I'm going to apply for a new job tomorrow. I hate my current job. Only problem is, I don't want to PO my boss, because she is supposed to be a friend. But she has a bad habit of taking advantage of people, and I want to get out before things get ugly. But then again, she is going to be mad when I leave. I dunno... :sigh:


----------



## StaceyRosado (Oct 5, 2007)

dont tell her about the other job until you know you have it secured. But once you do just explain that for your current situation the other job is better suited for your needs, either by location, hours, pay etc. you can still be honest without giving the real cause. 
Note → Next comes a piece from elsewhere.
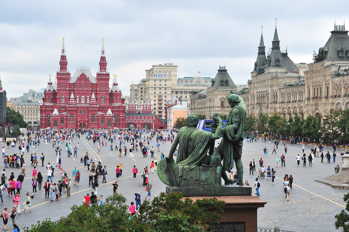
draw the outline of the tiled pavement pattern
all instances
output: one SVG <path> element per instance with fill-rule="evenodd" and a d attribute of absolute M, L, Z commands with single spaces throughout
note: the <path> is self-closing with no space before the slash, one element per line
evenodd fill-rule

Ive been there in a way - its good to not burn bridges you never know when you may need them as a friend or a job in the future 

she maybe up set or even offended at first -- but be respectful and nice and once the dust settles and the emotions are gone the situation wont seem so big


----------



## AlaskaBoers (May 7, 2008)

stacey gave excellent advice.


----------



## StaceyRosado (Oct 5, 2007)

for got to add


I was always taught to be a team player, to think of others beside myself so when I started to be taken advantage of at my job my dad was like "Roo you need to think about yourself and do whats best for you" It was very hard to actually do that. So it became a process of making decisions that would benefit me. In a job situation no one else is going to look out for #1 but you! You have to be the one to stick up for yourself. Its still a learning process.


----------



## greatcashmeres (Jul 13, 2008)

Good luck with the whole process of seeking a new job. If your instincts are telling you it's time, and everything else is in sync, then go for it.


----------



## toth boer goats (Jul 20, 2008)

Ditto...good luck... :hug: ray:


----------



## Dreamchaser (Oct 30, 2008)

Yeah, my current job is only around the corner though. This one is an hour away. But the new job shouldn't be as stressful, and I will have benifits, as well as tips.


----------



## StaceyRosado (Oct 5, 2007)

well the benefits are more suited to your needs -- really she cant get mad at you over that. And in all honesty if she gets mad because you want a different job well thats no real friend at all


----------



## KW Farms (Jun 21, 2008)

Crossing my fingers for ya! I'm glad you're thinking ahead and not ending up in a bad situation. Stacey gave some great advice!


----------



## jdgray716 (Aug 8, 2008)

Well, if you are like me you know one thing is for sure. Awake I spend just as much time or more at work then I do at home. I better like my job.

As for pleasing others, I do to an extent and then in the end I look at it like this.

If they don't pay my bills, put a roof over my head, food on my plate, in laying next to me at night, who cares what they think.

Good luck and may a better and britter future be in store for you!


----------



## citylights (Jul 3, 2009)

Good luck, Dayna -- you go, girl!


----------



## Lawanda (Jun 11, 2009)

Dayna, your current boss should understand how important benefits are  I am sure she will be understanding when you tell her. Kevin's old boss is our preacher, and he worried about leaving his company to go to his current job too, but the new job offers benefits and that was his main reason for leaving. I mean, he even took a paycut. His boss was very understanding about that though!


----------